Why had I suddenly remembered, this morning, how my father once, eyes alight and regularly magnetic, had broken into torrents of infectious laughter when the Mother Abbess in
The Sound of Music
had burst into “Climb Every Mountain”? Forty years on, in a very different land, I’d heard myself do the same at exactly the same point in the story.
I looked down again and saw the name in my handwriting: “Greene.” The novelist had never even come to Bolivia, so far as I knew.
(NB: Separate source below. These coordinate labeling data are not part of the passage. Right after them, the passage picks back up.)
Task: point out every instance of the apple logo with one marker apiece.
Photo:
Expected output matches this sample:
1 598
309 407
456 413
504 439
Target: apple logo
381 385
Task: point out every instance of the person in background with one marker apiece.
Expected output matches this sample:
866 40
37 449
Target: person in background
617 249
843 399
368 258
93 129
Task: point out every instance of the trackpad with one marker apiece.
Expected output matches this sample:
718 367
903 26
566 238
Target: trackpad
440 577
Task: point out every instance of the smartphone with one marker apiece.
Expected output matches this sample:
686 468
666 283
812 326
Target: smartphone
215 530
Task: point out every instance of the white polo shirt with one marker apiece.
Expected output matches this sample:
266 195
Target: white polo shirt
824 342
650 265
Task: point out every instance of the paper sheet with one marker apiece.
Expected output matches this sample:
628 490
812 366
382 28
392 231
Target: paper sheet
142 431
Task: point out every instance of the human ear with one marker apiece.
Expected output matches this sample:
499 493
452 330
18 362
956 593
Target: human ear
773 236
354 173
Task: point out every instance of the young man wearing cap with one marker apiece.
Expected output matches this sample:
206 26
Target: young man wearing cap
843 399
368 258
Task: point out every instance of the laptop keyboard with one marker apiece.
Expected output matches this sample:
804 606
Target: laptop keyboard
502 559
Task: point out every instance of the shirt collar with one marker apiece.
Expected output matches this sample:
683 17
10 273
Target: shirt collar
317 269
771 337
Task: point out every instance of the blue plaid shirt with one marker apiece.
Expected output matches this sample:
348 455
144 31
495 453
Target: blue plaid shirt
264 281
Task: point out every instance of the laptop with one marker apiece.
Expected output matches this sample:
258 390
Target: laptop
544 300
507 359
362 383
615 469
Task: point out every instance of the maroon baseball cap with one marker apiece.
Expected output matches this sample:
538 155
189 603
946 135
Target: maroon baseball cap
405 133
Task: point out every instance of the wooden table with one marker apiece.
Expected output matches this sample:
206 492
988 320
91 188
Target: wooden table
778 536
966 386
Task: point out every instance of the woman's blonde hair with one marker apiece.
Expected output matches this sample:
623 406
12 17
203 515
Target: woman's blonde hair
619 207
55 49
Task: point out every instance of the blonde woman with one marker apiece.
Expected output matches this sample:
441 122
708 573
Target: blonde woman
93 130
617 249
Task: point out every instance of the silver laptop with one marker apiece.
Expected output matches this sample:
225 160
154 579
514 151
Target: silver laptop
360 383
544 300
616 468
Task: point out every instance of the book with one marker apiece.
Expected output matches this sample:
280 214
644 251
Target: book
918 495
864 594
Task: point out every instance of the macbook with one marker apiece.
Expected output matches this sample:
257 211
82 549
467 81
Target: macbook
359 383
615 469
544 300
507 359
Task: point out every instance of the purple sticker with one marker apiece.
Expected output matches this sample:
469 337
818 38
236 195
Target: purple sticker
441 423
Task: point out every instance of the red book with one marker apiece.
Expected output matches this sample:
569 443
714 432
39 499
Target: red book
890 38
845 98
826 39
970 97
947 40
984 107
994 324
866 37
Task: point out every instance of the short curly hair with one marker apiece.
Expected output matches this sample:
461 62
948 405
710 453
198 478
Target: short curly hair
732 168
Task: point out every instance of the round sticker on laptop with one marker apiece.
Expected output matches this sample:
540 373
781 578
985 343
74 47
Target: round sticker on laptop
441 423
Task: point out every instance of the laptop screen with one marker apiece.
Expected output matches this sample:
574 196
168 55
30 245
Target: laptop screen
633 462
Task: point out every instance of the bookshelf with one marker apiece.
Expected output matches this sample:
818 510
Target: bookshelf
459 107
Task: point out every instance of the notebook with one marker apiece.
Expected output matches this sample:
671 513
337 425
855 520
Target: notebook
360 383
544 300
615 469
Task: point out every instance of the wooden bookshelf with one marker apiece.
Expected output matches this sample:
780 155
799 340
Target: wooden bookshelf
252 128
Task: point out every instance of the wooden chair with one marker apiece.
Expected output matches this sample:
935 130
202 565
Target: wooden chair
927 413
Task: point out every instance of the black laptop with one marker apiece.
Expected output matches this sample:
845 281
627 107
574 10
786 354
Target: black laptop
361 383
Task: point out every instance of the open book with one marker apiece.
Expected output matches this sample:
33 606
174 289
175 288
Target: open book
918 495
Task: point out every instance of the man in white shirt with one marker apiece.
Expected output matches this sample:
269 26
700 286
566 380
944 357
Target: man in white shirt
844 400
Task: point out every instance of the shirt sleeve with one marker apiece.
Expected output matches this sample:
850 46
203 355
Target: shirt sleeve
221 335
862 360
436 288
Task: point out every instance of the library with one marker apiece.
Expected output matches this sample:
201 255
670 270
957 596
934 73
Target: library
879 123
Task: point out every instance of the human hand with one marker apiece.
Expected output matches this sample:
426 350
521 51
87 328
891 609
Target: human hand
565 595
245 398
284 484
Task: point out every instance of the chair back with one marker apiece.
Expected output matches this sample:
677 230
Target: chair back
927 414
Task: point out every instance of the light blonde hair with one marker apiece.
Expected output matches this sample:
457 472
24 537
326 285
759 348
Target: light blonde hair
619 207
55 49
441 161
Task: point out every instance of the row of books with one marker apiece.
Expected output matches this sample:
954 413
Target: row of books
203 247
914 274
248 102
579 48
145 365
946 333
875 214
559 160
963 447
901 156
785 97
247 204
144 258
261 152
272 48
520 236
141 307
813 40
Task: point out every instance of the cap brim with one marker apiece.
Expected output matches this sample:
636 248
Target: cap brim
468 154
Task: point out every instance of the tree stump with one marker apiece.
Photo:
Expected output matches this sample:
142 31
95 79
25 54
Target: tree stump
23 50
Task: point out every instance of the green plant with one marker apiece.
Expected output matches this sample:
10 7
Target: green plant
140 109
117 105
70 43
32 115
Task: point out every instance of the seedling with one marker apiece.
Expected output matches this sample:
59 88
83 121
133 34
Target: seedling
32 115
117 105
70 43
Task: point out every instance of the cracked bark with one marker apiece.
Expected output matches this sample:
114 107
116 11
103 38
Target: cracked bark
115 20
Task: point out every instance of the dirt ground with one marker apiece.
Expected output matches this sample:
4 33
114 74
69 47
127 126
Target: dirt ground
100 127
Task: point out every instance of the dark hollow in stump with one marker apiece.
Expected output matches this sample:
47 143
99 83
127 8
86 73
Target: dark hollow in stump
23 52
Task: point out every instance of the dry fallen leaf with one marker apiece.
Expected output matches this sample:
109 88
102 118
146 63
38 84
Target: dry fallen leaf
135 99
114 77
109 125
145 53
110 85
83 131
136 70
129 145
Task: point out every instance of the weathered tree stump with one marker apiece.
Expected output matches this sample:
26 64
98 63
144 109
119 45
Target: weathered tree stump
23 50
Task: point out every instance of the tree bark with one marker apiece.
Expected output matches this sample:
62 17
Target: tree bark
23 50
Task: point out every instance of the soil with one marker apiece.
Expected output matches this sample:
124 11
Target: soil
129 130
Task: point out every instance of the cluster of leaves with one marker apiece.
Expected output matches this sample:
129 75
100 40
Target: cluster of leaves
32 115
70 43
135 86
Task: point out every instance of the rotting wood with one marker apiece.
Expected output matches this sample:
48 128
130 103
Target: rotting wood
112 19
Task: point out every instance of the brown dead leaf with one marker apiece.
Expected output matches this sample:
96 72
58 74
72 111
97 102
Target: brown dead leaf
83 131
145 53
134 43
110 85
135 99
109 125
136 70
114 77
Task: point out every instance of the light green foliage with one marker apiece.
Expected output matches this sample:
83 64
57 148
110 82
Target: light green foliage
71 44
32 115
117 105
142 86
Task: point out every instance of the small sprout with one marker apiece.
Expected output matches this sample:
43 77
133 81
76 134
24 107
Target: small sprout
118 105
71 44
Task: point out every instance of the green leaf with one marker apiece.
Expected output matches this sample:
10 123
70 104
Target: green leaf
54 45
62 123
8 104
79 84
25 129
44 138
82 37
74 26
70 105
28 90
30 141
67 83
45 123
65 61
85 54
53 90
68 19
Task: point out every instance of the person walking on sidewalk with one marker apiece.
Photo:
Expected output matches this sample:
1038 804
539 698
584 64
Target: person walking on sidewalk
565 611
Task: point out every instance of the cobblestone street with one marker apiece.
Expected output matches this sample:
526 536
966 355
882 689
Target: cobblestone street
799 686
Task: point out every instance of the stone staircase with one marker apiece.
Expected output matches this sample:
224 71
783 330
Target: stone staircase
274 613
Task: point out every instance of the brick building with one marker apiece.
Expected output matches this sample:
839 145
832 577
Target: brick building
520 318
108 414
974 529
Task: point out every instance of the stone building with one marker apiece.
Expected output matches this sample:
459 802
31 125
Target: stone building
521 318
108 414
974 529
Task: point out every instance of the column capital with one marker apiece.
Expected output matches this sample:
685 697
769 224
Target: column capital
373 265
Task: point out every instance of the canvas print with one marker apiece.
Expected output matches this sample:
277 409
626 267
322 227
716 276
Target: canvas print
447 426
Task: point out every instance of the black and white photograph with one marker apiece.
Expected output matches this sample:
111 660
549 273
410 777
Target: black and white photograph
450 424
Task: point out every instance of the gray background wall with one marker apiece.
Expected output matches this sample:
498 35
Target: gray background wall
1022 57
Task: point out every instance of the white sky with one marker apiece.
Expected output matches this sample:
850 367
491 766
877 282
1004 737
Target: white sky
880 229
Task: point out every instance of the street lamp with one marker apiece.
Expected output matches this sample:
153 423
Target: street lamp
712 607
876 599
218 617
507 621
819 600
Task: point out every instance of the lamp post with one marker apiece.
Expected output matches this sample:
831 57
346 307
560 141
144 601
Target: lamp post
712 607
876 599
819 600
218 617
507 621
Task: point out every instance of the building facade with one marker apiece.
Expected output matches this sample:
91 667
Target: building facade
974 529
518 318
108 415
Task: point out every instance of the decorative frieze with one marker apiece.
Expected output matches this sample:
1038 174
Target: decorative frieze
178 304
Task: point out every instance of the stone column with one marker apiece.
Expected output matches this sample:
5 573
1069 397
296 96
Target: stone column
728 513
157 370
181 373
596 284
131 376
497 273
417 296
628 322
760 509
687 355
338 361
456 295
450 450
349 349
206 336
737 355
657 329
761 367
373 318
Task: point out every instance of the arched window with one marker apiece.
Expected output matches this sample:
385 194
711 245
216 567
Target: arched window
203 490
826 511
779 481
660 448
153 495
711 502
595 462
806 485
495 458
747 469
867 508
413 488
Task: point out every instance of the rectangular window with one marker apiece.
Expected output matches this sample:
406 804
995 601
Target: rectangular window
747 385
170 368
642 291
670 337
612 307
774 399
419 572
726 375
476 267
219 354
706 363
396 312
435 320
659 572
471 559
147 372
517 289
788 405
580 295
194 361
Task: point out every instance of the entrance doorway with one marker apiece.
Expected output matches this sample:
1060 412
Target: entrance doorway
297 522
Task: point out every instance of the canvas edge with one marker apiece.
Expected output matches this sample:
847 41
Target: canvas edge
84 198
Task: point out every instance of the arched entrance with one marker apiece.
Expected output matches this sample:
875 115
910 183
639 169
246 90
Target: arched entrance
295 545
Was it only through another that I could begin to get at myself?
I
drew back the curtains and, as the light came in, recalled that the same thing, weirdly, had happened three years before, pretty much to the day: I’d taken my mother to Easter Island, at the end of the last millennium, so we could get away from frenzied talk about Y2K in the presence of stone enigmas casting long shadows across great patches of grass. Though far from Catholic ourselves, we’d decided to go to Sunday Mass in a little church in the main town: how often would we get to see a service on Easter Island? Pretty altar girls walked down the aisles, dipping blue collection bags in front of us, as if foraging for goldfish. A priest at the front threw his arms out so we could see the rongorongo symbols on his white robe. Jesus above the altar hung outstretched as if he were just another stone totem, commanding respect with his silences.
We headed back to our simple motel, set beside the black
volcanic rocks against which the surf pounded and subsided, with nothing to be felt but Pitcairn Island, thirteen hundred miles away. My mother retired to take a nap; I, for no reason I could tell, went out to the green lawns behind our sliding doors, bringing a chair from my nearly empty room, and began to write. About a young man in Italy who becomes a priest, dreaming of bringing comfort to the afflicted and light to the darker places in the world. He’s sent to the Pacific, famously fertile ground for missionaries, and there, very soon, on Easter Island, he gets converted himself, till soon he is sitting on a terrace with his cocktail, while the children he has made with a pretty island girl play around his feet. His only hope is that Rome will never find out.